When to use "ON UPDATE CASCADE" - sql

I use ON DELETE CASCADE regularly but I never use ON UPDATE CASCADE as I am not so sure in what situation it will be useful.
For the sake of discussion let see some code.
CREATE TABLE parent (
id INT NOT NULL AUTO_INCREMENT,
PRIMARY KEY (id)
);
CREATE TABLE child (
id INT NOT NULL AUTO_INCREMENT, parent_id INT,
INDEX par_ind (parent_id),
FOREIGN KEY (parent_id)
REFERENCES parent(id)
ON DELETE CASCADE
);
For ON DELETE CASCADE, if a parent with an id is deleted, a record in child with parent_id = parent.id will be automatically deleted. This should be no problem.
This means that ON UPDATE CASCADE will do the same thing when id of the parent is updated?
If (1) is true, it means that there is no need to use ON UPDATE CASCADE if parent.id is not updatable (or will never be updated) like when it is AUTO_INCREMENT or always set to be TIMESTAMP. Is that right?
If (2) is not true, in what other kind of situation should we use ON UPDATE CASCADE?
What if I (for some reason) update the child.parent_id to be something not existing, will it then be automatically deleted?
Well, I know, some of the question above can be test programmatically to understand but I want also know if any of this is database vendor dependent or not.
Please shed some light.

It's true that if your primary key is just an identity value auto incremented, you would have no real use for ON UPDATE CASCADE.
However, let's say that your primary key is a 10 digit UPC bar code and because of expansion, you need to change it to a 13-digit UPC bar code. In that case, ON UPDATE CASCADE would allow you to change the primary key value and any tables that have foreign key references to the value will be changed accordingly.
In reference to #4, if you change the child ID to something that doesn't exist in the parent table (and you have referential integrity), you should get a foreign key error.

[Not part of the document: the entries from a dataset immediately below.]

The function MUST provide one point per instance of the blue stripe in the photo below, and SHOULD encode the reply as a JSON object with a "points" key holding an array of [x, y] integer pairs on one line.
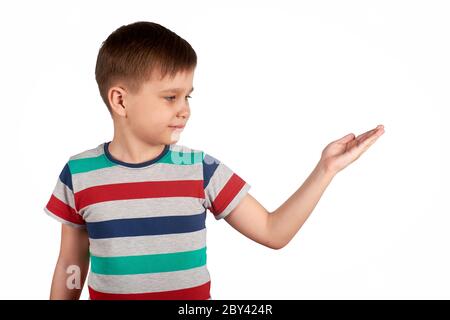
{"points": [[66, 177], [146, 226], [210, 165]]}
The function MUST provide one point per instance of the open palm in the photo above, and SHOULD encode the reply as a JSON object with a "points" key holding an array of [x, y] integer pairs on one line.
{"points": [[340, 153]]}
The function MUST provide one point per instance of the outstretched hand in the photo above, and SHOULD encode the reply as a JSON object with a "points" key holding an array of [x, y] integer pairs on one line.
{"points": [[340, 153]]}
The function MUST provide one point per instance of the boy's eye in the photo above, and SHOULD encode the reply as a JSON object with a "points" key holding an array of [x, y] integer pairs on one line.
{"points": [[171, 98]]}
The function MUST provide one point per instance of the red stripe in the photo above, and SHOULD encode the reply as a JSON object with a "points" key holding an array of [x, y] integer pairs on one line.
{"points": [[139, 190], [195, 293], [63, 210], [227, 194]]}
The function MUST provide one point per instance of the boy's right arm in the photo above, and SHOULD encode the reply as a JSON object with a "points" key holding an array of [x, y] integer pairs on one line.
{"points": [[73, 257]]}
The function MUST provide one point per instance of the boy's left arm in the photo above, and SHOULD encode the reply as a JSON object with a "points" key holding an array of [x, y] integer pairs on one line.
{"points": [[276, 229]]}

Yes, it means that for example if you do UPDATE parent SET id = 20 WHERE id = 10 all children parent_id's of 10 will also be updated to 20
If you don't update the field the foreign key refers to, this setting is not needed
Can't think of any other use.
You can't do that as the foreign key constraint would fail.

I think you've pretty much nailed the points!
If you follow database design best practices and your primary key is never updatable (which I think should always be the case anyway), then you never really need the ON UPDATE CASCADE clause.
Zed made a good point, that if you use a natural key (e.g. a regular field from your database table) as your primary key, then there might be certain situations where you need to update your primary keys. Another recent example would be the ISBN (International Standard Book Numbers) which changed from 10 to 13 digits+characters not too long ago.
This is not the case if you choose to use surrogate (e.g. artifically system-generated) keys as your primary key (which would be my preferred choice in all but the most rare occasions).
So in the end: if your primary key never changes, then you never need the ON UPDATE CASCADE clause.
Marc

A few days ago I've had an issue with triggers, and I've figured out that ON UPDATE CASCADE can be useful. Take a look at this example (PostgreSQL):
CREATE TABLE club
(
key SERIAL PRIMARY KEY,
name TEXT UNIQUE
);
CREATE TABLE band
(
key SERIAL PRIMARY KEY,
name TEXT UNIQUE
);
CREATE TABLE concert
(
key SERIAL PRIMARY KEY,
club_name TEXT REFERENCES club(name) ON UPDATE CASCADE,
band_name TEXT REFERENCES band(name) ON UPDATE CASCADE,
concert_date DATE
);
In my issue, I had to define some additional operations (trigger) for updating the concert's table. Those operations had to modify club_name and band_name. I was unable to do it, because of reference. I couldn't modify concert and then deal with club and band tables. I couldn't also do it the other way. ON UPDATE CASCADE was the key to solve the problem.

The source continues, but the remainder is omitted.